FAR 4.804-4—Physically completed contracts.
Plain-English Summary
FAR 4.804-4 defines when a contract is considered "physically completed" for contract closeout purposes. It covers two main subject areas: the standard rule for supplies and services contracts, including required deliveries, Government inspection and acceptance, completion and acceptance of services, and expiration of any option periods; and a special rule for rental, use, and storage agreements, which are physically completed either when the Government issues a notice of complete contract termination or when the contract period expires. The purpose of the section is to establish a clear milestone for determining when a contract has reached the point where closeout actions can proceed, such as final administrative review, property disposition, and file closure. In practice, this rule matters because physical completion is one of the key triggers for contract closeout timelines and helps contracting offices decide when a contract is ready to move from performance administration to final settlement and archival processing. It also prevents premature closeout by requiring both performance completion and Government acceptance, where applicable, before a contract is treated as physically complete.
Key Rules
Supplies must be delivered and accepted
For supply contracts, physical completion occurs only after the contractor has completed all required deliveries and the Government has inspected and accepted the supplies. Delivery alone is not enough; Government acceptance is part of the completion standard.
Services must be performed and accepted
For service contracts, the contractor must finish all required services and the Government must accept them. This ensures the contract is not treated as complete until performance is fully delivered and formally accepted.
Options must expire
If the contract includes option provisions, the contract is not physically completed until all option periods have expired. This prevents closeout while the Government still has a contractual right to extend performance.
Termination notice can complete the contract
A contract is physically completed when the Government gives the contractor a notice of complete contract termination. This applies as an alternative completion event even if normal performance did not run to full delivery or service completion.
Rental and storage agreements have a special rule
Rental, use, and storage agreements are physically completed when the Government issues a notice of complete contract termination or when the contract period expires. These agreements do not use the same delivery-and-acceptance test as ordinary supply or service contracts.
Responsibilities
Contracting Officer
Determine when the contract meets the physical completion standard, including confirming delivery, inspection, acceptance, service completion, option expiration, or termination notice as applicable. Use that determination to support contract closeout actions and ensure the file is not closed prematurely.
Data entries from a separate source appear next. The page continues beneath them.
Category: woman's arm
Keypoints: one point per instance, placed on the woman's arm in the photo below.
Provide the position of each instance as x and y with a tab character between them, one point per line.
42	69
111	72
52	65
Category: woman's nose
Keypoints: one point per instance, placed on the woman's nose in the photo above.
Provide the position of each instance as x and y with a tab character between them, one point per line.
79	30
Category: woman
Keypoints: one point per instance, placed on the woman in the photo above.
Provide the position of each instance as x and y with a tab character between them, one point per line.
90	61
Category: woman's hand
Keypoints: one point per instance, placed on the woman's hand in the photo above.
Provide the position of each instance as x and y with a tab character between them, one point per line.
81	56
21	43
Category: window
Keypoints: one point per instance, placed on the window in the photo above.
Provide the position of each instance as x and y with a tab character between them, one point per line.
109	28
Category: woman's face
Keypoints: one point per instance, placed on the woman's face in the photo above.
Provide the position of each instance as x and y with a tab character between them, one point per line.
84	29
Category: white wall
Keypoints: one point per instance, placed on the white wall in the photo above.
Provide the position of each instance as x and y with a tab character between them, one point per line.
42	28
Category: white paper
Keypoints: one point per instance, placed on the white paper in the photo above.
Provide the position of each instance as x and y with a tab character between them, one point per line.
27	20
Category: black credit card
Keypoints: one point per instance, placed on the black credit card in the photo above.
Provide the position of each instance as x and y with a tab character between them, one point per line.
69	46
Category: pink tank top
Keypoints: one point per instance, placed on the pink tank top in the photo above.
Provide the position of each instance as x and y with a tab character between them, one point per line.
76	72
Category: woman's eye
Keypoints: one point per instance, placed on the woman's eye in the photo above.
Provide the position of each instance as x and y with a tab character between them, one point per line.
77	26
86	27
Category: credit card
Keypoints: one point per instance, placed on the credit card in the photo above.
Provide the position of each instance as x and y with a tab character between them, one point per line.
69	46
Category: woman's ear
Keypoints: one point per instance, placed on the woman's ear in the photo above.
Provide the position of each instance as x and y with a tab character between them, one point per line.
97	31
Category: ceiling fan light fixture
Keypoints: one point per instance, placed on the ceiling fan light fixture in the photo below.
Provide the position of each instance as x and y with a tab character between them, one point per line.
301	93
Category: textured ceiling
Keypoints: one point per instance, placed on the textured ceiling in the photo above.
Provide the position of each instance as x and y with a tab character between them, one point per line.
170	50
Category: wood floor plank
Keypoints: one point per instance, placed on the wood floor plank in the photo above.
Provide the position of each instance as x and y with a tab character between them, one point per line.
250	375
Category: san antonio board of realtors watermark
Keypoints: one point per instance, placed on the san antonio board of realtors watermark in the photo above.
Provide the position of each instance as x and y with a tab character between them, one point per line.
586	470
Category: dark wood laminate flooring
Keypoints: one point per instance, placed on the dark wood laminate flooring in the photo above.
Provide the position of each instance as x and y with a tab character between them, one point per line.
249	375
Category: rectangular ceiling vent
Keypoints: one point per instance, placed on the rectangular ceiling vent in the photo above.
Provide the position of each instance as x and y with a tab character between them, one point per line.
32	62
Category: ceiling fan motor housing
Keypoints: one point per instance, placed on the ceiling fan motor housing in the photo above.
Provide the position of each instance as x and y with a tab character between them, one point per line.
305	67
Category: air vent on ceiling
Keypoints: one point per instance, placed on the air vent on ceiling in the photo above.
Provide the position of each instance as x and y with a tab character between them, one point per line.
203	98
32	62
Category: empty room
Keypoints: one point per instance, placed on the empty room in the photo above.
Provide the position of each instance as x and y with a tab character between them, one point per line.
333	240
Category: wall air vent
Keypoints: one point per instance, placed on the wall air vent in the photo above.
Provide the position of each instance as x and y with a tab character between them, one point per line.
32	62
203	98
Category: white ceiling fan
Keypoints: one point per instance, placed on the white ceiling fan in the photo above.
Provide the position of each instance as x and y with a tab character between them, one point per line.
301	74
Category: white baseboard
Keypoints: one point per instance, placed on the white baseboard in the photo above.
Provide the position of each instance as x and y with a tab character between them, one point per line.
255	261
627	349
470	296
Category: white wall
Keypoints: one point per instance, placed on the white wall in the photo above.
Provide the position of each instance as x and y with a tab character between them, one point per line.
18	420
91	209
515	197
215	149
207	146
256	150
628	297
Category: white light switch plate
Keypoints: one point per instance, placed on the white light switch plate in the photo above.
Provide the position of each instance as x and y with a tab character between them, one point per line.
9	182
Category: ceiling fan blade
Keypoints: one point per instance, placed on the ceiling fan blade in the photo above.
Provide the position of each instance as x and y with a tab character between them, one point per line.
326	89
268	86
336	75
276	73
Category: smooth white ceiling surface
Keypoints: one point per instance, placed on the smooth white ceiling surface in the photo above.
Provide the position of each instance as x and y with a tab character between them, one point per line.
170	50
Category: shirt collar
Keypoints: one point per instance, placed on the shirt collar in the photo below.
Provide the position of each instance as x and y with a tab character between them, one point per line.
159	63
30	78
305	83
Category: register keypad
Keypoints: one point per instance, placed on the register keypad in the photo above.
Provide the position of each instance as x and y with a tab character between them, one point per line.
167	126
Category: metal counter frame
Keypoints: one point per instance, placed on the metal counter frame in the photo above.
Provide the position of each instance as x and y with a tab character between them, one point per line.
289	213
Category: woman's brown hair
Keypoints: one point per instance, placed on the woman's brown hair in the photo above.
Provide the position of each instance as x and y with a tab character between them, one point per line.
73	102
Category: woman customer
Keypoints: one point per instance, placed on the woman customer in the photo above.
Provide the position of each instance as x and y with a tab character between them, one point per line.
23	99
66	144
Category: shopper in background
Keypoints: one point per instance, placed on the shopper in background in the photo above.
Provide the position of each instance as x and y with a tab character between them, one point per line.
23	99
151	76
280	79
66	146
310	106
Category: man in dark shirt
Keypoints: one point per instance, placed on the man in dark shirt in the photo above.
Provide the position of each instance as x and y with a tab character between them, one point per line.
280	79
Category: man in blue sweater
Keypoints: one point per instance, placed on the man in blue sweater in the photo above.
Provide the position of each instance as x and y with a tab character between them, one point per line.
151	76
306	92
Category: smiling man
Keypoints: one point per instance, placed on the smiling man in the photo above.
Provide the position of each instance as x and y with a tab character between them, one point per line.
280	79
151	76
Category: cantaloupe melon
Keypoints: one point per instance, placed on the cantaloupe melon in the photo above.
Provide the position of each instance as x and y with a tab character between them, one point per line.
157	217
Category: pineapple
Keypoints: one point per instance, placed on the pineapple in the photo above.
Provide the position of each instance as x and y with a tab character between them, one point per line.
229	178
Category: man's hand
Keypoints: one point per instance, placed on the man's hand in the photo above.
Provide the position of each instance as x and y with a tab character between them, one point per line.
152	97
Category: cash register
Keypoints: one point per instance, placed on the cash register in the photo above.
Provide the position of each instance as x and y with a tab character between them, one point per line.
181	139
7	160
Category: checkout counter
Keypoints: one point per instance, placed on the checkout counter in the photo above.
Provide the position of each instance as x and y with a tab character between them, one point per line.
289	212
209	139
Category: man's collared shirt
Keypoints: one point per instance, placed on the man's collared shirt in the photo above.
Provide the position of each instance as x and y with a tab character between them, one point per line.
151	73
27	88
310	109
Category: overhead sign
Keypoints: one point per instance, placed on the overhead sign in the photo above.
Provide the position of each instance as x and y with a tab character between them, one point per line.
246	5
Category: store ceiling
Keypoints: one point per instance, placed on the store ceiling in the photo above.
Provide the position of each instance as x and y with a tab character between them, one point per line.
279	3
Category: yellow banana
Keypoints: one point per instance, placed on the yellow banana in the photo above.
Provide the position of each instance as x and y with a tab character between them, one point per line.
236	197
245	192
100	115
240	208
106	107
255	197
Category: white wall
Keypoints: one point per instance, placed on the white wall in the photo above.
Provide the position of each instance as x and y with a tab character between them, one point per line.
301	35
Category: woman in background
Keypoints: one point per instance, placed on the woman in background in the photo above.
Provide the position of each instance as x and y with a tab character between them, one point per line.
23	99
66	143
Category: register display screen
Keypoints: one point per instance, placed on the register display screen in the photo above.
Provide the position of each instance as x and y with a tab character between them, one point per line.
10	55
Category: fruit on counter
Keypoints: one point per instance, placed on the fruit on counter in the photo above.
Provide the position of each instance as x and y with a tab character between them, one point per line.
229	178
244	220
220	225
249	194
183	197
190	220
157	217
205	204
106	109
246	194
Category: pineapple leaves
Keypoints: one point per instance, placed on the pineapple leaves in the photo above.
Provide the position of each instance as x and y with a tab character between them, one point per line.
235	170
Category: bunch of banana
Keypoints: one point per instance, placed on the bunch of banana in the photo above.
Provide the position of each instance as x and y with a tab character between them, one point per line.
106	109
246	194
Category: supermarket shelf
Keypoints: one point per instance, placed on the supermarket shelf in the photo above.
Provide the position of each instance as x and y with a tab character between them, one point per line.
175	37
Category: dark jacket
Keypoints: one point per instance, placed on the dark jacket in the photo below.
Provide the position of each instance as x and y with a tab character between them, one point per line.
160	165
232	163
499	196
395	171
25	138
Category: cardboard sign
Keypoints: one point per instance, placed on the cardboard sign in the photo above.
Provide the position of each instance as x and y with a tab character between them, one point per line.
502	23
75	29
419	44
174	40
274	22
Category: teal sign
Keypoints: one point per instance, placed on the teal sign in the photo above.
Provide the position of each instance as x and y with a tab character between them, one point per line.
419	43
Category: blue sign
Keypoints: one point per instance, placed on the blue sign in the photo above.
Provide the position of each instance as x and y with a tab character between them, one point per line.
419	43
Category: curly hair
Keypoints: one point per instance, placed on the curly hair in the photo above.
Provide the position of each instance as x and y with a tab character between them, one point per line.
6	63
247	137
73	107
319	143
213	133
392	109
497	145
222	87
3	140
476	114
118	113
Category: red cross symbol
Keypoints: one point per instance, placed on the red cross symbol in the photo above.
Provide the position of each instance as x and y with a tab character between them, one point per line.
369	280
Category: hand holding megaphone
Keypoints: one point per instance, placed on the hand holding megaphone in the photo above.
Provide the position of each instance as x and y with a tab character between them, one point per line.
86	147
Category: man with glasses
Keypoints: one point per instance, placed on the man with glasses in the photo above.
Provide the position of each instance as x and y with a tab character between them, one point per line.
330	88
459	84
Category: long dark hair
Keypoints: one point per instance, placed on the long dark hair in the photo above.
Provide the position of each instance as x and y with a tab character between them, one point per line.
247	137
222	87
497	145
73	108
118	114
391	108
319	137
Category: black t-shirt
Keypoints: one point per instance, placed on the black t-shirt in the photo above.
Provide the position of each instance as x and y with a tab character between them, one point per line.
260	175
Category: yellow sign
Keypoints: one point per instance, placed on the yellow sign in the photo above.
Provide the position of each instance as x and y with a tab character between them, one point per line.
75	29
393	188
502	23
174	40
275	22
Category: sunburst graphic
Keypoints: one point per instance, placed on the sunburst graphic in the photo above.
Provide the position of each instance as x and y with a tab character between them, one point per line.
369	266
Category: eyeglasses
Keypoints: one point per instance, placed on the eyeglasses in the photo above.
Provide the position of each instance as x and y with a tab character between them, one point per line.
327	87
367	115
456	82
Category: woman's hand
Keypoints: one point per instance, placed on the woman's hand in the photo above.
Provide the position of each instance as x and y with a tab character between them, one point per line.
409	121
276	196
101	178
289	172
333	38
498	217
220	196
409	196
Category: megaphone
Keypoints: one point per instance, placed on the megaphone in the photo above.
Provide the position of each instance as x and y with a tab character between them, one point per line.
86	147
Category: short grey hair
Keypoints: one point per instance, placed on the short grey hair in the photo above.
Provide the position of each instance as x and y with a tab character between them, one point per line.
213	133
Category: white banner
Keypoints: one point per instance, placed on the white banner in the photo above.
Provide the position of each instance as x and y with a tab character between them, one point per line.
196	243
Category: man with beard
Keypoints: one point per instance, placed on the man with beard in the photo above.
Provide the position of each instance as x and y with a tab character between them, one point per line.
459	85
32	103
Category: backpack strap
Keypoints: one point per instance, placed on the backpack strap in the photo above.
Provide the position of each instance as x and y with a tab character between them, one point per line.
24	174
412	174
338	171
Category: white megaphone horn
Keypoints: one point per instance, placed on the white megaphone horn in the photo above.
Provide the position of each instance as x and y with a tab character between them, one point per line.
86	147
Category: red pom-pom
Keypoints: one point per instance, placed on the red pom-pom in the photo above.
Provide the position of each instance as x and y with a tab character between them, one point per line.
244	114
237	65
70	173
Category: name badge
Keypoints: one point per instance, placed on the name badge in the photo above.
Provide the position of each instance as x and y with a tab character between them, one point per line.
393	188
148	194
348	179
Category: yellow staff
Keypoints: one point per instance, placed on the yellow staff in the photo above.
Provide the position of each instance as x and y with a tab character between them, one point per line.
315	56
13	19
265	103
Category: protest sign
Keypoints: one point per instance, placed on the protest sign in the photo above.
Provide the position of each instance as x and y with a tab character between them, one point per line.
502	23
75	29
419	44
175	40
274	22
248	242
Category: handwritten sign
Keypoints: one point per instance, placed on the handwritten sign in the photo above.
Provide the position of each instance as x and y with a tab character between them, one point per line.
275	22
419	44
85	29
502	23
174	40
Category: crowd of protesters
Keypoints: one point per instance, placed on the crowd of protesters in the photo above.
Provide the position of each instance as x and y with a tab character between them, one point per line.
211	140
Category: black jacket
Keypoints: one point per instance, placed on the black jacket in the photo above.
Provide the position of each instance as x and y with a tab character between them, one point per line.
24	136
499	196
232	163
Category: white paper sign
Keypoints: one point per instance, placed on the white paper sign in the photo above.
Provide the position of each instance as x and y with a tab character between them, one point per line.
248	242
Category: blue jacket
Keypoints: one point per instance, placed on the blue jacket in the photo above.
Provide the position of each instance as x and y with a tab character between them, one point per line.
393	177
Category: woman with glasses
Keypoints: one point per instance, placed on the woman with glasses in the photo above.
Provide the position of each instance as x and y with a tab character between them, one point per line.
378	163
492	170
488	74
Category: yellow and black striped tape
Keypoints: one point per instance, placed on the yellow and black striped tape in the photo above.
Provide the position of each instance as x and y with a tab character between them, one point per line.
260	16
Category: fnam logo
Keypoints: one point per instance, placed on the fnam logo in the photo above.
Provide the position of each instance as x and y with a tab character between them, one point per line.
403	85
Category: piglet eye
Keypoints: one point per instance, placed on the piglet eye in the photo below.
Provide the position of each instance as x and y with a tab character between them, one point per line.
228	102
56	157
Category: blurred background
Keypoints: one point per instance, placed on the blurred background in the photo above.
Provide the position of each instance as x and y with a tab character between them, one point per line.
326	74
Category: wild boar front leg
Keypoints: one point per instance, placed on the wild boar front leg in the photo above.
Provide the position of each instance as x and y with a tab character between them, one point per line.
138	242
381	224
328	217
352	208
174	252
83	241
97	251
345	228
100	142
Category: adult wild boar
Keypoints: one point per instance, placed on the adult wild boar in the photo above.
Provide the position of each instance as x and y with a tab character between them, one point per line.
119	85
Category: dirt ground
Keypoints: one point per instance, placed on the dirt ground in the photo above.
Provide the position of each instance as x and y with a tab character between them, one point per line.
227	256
Government Inspecting/Accepting Activity
Inspect supplies and formally accept supplies or services when required. Their acceptance is a necessary condition for physical completion in standard supply and service contracts.
Contractor
Complete all required deliveries or services and comply with any termination notice. For rental, use, and storage agreements, the contractor must recognize that completion may occur upon termination notice or expiration of the contract period.
Agency Contract Administration Staff
Track performance status, option periods, and termination actions so the contracting office can identify the physical completion date accurately. Support closeout processing once the contract meets the regulatory standard.
Practical Implications
Physical completion is a closeout trigger, so getting the date wrong can delay final file closure, property disposition, and other administrative actions.
Acceptance matters: a contract is not physically completed just because the contractor says work is done; the Government must inspect and accept where the rule requires it.
Option periods can keep a contract open longer than expected, so contracting staff should verify whether any options remain before treating the contract as complete.
Termination notices can accelerate completion, but only if the notice is a complete contract termination; partial or ongoing termination actions may not satisfy this rule.
Rental, use, and storage agreements should be tracked separately from ordinary supply and service contracts because their completion standard is different and depends on expiration or complete termination.
Official Regulatory Text
(a) Except as provided in paragraph (b) of this section, a contract is considered to be physically completed when- (1) (i) The contractor has completed the required deliveries and the Government has inspected and accepted the supplies; (ii) The contractor has performed all services and the Government has accepted these services; and (iii) All option provisions, if any, have expired; or (2) The Government has given the contractor a notice of complete contract termination. (b) Rental, use, and storage agreements are considered to be physically completed when- (1) The Government has given the contractor a notice of complete contract termination; or (2) The contract period has expired.